وَمَآ اَرْسَلْنَا مِنْ رَّسُوْلٍ اِلَّا لِيُطَاعَ بِاِذْنِ اللّٰهِ

Dan Kami tidak mengutus seorang rasul melainkan untuk ditaati dengan izin Allah. (An-Nisa: 64)

Dalam ayat tersebut meskipun tidak secara langsung berbicara mengenai ishmah para nabi, namun ayat itu secara jelas menuntut umat manusia untuk taat secara mutlak kepada utusan Allah. Kemutlakan taat dalam ayat tersebut dipahami dari tidak disertakannya qaid (pengkhususan) dalam wilayah ketaatannya.
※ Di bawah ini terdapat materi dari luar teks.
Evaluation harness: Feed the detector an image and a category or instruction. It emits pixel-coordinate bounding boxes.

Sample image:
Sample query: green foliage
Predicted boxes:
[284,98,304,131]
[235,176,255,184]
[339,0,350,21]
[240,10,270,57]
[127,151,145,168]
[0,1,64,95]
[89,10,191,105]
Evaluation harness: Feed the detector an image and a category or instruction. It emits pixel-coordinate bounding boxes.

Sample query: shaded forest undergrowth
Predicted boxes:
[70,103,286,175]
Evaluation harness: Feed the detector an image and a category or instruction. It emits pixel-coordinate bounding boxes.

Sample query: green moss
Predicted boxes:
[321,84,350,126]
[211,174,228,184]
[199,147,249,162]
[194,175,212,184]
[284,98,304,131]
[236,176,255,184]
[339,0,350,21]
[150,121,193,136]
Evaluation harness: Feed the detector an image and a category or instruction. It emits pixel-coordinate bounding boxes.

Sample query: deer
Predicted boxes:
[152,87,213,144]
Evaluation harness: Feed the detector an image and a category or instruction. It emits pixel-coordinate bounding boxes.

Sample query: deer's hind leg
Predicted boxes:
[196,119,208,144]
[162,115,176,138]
Arti taat secara mutlak di sini adalah mengikuti semua hal yang keluar dari mereka meliputi perintah atau pun larangan, dimana pun dan kapan pun. Dengan kondisi demikian, ketaatan mutlak terhadap para nabi ini akan menjadi benar apabila mereka senantiasa berada dalam jalur kebenaran dan ketaatan pada Allah swt, bukan yang terkadang bisa salah atau benar. Sebab seandainya yang keluar dari mereka (para nabi) adalah terkadang bisa benar dan bisa salah, maka dalam hal ini tidak selayaknya Allah swt menuntut ketaatan mutlak terhadap mereka, sebab ini bertolakbelakang dengan sifat Allah swt yang Hakim (maha bijaksana).
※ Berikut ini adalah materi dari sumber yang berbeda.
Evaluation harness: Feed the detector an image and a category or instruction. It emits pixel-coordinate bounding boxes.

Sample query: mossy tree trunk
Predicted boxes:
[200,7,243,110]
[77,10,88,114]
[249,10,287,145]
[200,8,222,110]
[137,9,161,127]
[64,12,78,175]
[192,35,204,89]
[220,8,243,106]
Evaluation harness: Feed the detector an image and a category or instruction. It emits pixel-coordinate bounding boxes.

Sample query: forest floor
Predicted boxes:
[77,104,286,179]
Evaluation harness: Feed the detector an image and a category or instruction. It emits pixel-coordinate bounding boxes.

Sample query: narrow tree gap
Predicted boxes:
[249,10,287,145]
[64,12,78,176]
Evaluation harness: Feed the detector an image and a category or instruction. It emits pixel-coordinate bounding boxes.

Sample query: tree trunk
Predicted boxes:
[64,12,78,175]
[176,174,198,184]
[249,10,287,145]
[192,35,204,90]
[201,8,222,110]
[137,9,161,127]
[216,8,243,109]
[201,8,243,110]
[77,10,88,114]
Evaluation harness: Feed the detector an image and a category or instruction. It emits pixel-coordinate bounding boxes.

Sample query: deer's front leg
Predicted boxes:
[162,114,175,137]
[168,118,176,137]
Sehingga dengan ayat ini tersirat bahwa terdapat jaminan Allah swt bahwasannya mereka (para nabi) selalu berada dalam kebenaran dan ketaatan padaNya. Hal ini diperkuat dengan ayat lainnya:

وَاِذِ ابْتَلٰٓى اِبْرٰهٖمَ رَبُّهٗ بِكَلِمٰتٍ فَاَتَمَّهُنَّ ۗ قَالَ اِنِّيْ جَاعِلُكَ لِلنَّاسِ اِمَامًا ۗ قَالَ وَمِنْ ذُرِّيَّتِيْ ۗ قَالَ لَا يَنَالُ عَهْدِى الظّٰلِمِيْنَ

Dan (ingatlah), ketika Ibrahim diuji Tuhannya dengan beberapa kalimat, lalu dia melaksanakannya dengan sempurna. Dia (Allah) berfirman, “Sesungguhnya Aku menjadikan engkau sebagai pemimpin bagi seluruh manusia.” Dia (Ibrahim) berkata, “Dan (juga) dari anak cucuku?” Allah berfirman, “(Benar, tetapi) janji-Ku tidak berlaku bagi orang-orang zalim.” (Al-Baqarah: 124)

Ayat di atas bercerita tentang nabi Ibrahim as yang meminta pada Allah swt supaya kedudukan Ilahi yang diberikan padanya juga diberikan pada keturunannya. Kemudian sebagai jawabannya, Allah swt menjanjikan hal tersebut, namun hanya bisa diraih oleh mereka yang bukan orang zalim.

Dan kita tahu bahwa dosa atau pun kesalahan, sedikitnya merupakan sebuah kezaliman terhadap diri sendiri, yang mana bisa terliputi kedalam ayat tadi. Dan kita juga tahu bahwa posisi sebagai nabi atau pun rasul adalah kedudukan Ilahi yang mana untuk meraihnya -berdasarkan ayat di atas- harus terbebas dari kesalahan dan dosa. Oleh sebab itu berarti para nabi sedari awal merupakan orang terjaga dari segala kesalahan dan dosa hingga meraih kedudukan tersebut. Tentunya terlebih lagi nabi Muhammad saw sebagai penghulu dari para nabi dan rasul. Wallahu A’lam Bis Shawab.